Hemiscyllium ocellatum, ofwel de epaulethaai, kan tegen een stootje. Door de opwarming van de aarde komt er een pak meer CO₂ in het oceaanwater terecht. De zeeën worden hierdoor zuurder, wat leidt tot massale sterfte van zeeleven. De epaulethaai lijkt echter resistent te zijn voor dit probleem.

Hemiscyllium ocellatum is een meter lange, bruine haai. De bodemvis houdt zich vooral op tussen de rotsen van het rif, waar hij op zoek gaat naar krabben, garnalen, wormen en vissen. Speciaal is dat het dier bijzonder tolerant lijkt te zijn tegenover lage zuurstofgehaltes in het water. Na onderzoek aan de James Cook Universiteit in Australië, blijkt dat het dier ook bijzonder goed tegen een verhoogd CO₂-niveau kan.
Wetenschappers voerden in een labo verschillende experimenten uit op enkele haaien.

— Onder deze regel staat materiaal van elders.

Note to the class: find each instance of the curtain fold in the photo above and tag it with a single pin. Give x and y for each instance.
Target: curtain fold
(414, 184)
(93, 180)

De dieren werden ingedeeld in drie groepen: de controlegroep, die blootgesteld werd aan 390 µatm CO₂, de gemiddelde groep met 600 µatm CO₂, en tenslotte de groep de aan 880 µatm CO₂ werd blootgesteld.
De resultaten tonen aan dat de haaien geen last ondervinden van de hoge of lage CO₂-waarden. De dieren blijven evenveel zuurstof verbruiken in rust, net zoals ze niet meer of minder gevoelig zijn voor lage CO₂-waarden.
Dr. Jodie Rummer, auteur van de studie, meent dat de haai “fysiologische aanpassingen heeft ondergaan om om te gaan met de stijgende CO₂-waarden”. Hierdoor kan het zuurstof-, energie-, en andere stoffentransport vlekkeloos blijven verlopen. De haai ondervindt klaarblijkelijk geen enkel nadeel van de stijgende CO₂-niveaus.
Wetenschappers onderstrepen het belang van de link tussen leefmilieu, levenswijze en fysiologische toleranties met de veranderende milieucondities. Door soortgelijk onderzoek uit te voeren bij dieren die in een uitdagende habitat leven, kunnen we begrijpen welke dieren het goed zullen doen bij de verdere opwarming van de aarde.